# FreeBSD on Samsung RF511



## beastDemian (Aug 17, 2014)

Hello everyone, 

I have a Samsung RF511 laptop and I wanted to replace my preinstalled Windows 7 with FreeBSD. 

I don't know if FreeBSD is able to run on this laptop. I searched the web, but found virtually no information. 

It runs on an Ivy Brdige (I5) processor which according this list (1) appears to be supported. The Graphics card is an NVidia GT 540M which is not in the compatibility list(1), but the 520 and 560 are listed as "working", so my guess is that it should work with the nvidia driver. 

I'm concerned about two things primarely:

0) Has anybody on this forum successfully ran FreeBSD on this laptop?
1) What filesystem should I use? (I understand that ZFS is to be avoided entirely on laptop installations, but I might be wrong). 
2) Are there any tips for improving performance on laptops? 

I'm also considering waiting for 10.1 (I do hope newcons is completed in time for the release). 

Regards.

[1] - https://wiki.freebsd.org/Graphics


----------



## bsdkeith (Aug 17, 2014)

If you can afford the bandwidth to download GhostBSD (1.4gb) it may help you decide, it is a live installable version of FreeBSD, now at version 4.0 RC2. http://www.ghostbsd.org/


----------



## beastDemian (Aug 21, 2014)

bsdkeith said:
			
		

> If you can afford the bandwidth to download GhostBSD (1.4gb) it may help you decide, it is a live installable version of FreeBSD, now at version 4.0 RC2. http://www.ghostbsd.org/



Thanks, I might give it a spin in the near future, although I've already decided to switch to FreeBSD, so long as it works well.


----------



## wblock@ (Aug 21, 2014)

Samsung says that it uses Optimus, which is not supported by FreeBSD X11 drivers.  Check the BIOS to see if that can be disabled so just the Intel video is present.


----------



## beastDemian (Aug 23, 2014)

wblock@ said:
			
		

> Samsung says that it uses Optimus, which is not supported by FreeBSD X11 drivers.  Check the BIOS to see if that can be disabled so just the Intel video is present.



Thanks for the heads up, I seem to have missed that.
Apparently it can't be disabled. I don't see any option to do so, and this thread I found on the x11 mailing list, confirms that it can't. 

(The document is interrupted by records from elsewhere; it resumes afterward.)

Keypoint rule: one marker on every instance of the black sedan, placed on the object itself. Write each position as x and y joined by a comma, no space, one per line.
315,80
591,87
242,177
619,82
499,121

http://lists.freebsd.org/pipermail/free ... 11591.html

Just in case, I tried running the GhostBSD live cd, but no luck.

Looks like I won't be buying any more products from samsung. 3 years ago I didn't envision that I would want to change the OS on my laptop. Today i just realized that I got an overpriced windows box. 

Thanks  @wblock@ and @bsdkeith.


----------



## wblock@ (Aug 23, 2014)

You can still run FreeBSD in VirtualBox, using Windows as a sort of hardware driver layer.


----------



## beastDemian (Aug 25, 2014)

wblock@ said:
			
		

> You can still run FreeBSD in VirtualBox, using Windows as a sort of hardware driver layer.



Yeah, I'm running it on VirtualBox for the time being.  Do you happen to know if there is a way to disable Optimus by software and just leave only the video card active?

I was contemplating the posibility of doing a port of bbswitch, it looks like...well, not exactly fun, but something that might get me a little closer to my initial goal.


----------



## wblock@ (Aug 26, 2014)

beastDemian said:
			
		

> wblock@ said:
> 
> 
> 
> ...



Sorry, no idea.


----------



## beastDemian (Aug 29, 2014)

Ok, just in case someone else is experiencing the same problem: it *is* possible to disable the optimus technology if you're using FreeBSD. 
In my case, I tested it with PCBSD and it correctly disables optimus, allowing me to boot in graphical mode. 

It has something to do with one for their video scripts (or whatever they are called): 

https://github.com/pcbsd/pcbsd/search?u ... &q=optimus

I plan to install a vanilla FreeBSD once 10.1 comes out, using one of those scripts to disable optimus. 
In the meantime, PC-BSD is working just fine.


----------



## wblock@ (Aug 29, 2014)

Some people report that creating an xorg.conf that only references the intel driver works.


----------